Не помню, сколько качался я в этом жутком мешке. Наконец, у меня над самым ухом раздался голос – уже мужской:

– Эй, дапирпат, а ты куда, собственно, едешь?

– Винное хозяйство. Знаменитое. Очень дорогое вино почти черного цвета. По эту сторону реки, перед Мервом, – честно перечислил я.

– Ты и вправду мальчик из хорошей семьи, если знаком с этими людьми, – добродушно проворчал голос. – С теми, у которых просто нет совести. За одну флягу, даже и молодого, – да столько брать… Если тебе нужно такое же хорошее вино, но по цене в десять раз меньше – спроси меня. Ладно, ослика твоего уже подводят к вьюку. Эти друзья чуть отстали, хотя они здесь. Вон оно, твое винное хозяйство, на холме. И Мерв тоже завиднелся. Слушай меня: через прорезь продеваешь ноги, сгибаешься, потом высовываешь голову, прыгаешь на своего ослика – и вправо, вверх по холму, рысью. Животное твое, небось, устало пустым шагать. Приготовился, высунулся, пошел!

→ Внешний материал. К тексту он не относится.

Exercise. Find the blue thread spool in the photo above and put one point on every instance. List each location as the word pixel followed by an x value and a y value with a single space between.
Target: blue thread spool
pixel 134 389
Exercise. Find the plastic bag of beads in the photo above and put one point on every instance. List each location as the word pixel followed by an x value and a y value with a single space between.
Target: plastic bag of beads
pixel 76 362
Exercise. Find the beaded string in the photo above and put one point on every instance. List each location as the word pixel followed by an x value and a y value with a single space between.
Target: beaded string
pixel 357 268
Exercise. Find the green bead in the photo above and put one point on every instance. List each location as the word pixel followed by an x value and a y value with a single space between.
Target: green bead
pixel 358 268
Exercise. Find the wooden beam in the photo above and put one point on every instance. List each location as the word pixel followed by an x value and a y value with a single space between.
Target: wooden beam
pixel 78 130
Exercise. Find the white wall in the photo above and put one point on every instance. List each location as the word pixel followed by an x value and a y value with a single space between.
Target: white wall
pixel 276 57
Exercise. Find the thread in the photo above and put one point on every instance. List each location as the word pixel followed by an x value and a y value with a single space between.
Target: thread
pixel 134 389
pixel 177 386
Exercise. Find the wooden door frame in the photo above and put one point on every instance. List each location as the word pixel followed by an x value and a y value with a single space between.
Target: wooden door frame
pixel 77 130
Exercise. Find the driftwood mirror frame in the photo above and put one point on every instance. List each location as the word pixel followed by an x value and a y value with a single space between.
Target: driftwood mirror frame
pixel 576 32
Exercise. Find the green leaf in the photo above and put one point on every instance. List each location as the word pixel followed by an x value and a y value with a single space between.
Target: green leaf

Залитый слепящим солнечным золотом мир звенел птичьими голосами. На каменистом холме справа от меня виднелась ровная черта крыши, и ослик, злобно скалящийся и прижимающий уши после моего прыжка, вез меня вверх меж рядов виноградных лоз.

На западе, за неподвижной лентой реки, пепельной тенью высовывались из-за горизонта несуразно, невообразимо громадные круглые башни, со стеной между ними. Казалось, их построил давно умерший великан.

На востоке, сзади, еще хорошо был виден маленький караван-три верблюда, на одном из них неподвижная грузная женская фигура, и четыре мула с седоками.

А дальше, на расстоянии от них, на дороге чернели два крошечных всадника.

И еще один всадник позади них – пылинка, черточка на горизонте, видимая, наверное, лишь мне одному.